Robin Blaze, Concordia

Duration68 Min

William Byrd is considered one of the greatest masters of European Renaissance music, as evidenced by his extensive output of some 470 compositions. His most impressive talent as a composer was his ability to transform numerous musical forms of his time, imprinting them with his own personal stamp. Having grown up in an era when Latin polyphony was largely confined to liturgical works, he mastered the continental motet of his day through a highly individual synthesis of English and continental models. He essentially created the Tudor consort and keyboard fantasia, working from only rudimentary precedents. He also elevated the consort song, the church hymn, and Anglican liturgical composition to new heights. Byrd enjoyed great esteem among English musicians. As early as 1575, Richard Mulcaster and Ferdinand Haybourne, along with Tallis, paid tribute to him in poems. Despite the financial failure of some publications, other collections of his sold well. Elizabethan scribes such as the Oxford academic Robert Dow, Baldwin, and a school of scribes working for the Norfolk landed gentry Sir Edward Paston, copied his music extensively. Byrd is regarded by many as the greatest composer of the English Renaissance, with an intensely personal and unmistakable style. Born around 1540 in London into a Protestant family, he died on July 4, 1623, in Stondon Massey, Essex.
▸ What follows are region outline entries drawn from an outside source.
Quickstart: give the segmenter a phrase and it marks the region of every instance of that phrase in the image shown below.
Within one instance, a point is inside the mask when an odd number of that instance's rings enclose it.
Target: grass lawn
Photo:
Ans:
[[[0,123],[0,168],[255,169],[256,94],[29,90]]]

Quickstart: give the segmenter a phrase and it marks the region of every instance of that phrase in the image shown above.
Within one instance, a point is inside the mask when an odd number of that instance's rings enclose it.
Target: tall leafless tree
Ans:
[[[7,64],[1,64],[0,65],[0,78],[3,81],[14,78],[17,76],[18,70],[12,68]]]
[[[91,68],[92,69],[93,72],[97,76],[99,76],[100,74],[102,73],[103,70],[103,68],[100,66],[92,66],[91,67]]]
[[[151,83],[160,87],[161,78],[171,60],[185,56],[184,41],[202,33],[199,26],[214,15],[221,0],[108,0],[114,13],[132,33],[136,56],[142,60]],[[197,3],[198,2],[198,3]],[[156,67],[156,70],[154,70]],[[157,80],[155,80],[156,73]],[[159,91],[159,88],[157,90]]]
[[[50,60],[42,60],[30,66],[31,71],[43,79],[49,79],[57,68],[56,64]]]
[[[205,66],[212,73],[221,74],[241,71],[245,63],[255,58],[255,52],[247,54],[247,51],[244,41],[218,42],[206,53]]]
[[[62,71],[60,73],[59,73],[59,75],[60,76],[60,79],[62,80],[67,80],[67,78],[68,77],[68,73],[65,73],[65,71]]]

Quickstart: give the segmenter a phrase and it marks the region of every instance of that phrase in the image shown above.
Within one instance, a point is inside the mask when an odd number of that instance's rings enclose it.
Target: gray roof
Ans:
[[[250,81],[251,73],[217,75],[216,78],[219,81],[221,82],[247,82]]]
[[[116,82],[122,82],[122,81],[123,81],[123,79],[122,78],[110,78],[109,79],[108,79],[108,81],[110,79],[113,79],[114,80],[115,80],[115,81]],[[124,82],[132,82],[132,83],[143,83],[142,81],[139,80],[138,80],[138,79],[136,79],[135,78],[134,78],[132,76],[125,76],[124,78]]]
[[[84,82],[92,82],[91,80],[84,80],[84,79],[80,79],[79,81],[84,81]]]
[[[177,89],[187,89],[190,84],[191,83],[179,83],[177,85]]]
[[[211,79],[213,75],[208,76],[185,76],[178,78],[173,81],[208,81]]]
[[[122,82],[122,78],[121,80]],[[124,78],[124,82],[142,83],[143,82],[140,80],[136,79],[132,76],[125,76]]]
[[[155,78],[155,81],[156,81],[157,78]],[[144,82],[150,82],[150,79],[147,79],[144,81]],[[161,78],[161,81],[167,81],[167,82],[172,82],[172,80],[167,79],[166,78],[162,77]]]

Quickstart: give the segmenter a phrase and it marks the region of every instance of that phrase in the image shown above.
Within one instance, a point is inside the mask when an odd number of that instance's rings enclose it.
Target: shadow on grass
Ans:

A composer of secular vocal music, he knew and used contemporary poetry as texts for his songs and probably knew many prominent poets personally. He is the first significant composer of English keyboard music and established the major genres followed by composers of the 17th century. His three masses are highly regarded. Contemporary accounts celebrate him as the "Father of Music" and "Parens of Brittanica Music." Nearly 600 of his pieces have survived: church music with Latin and English texts, part songs and madrigals, consort songs, instrumental ensemble music and piano music.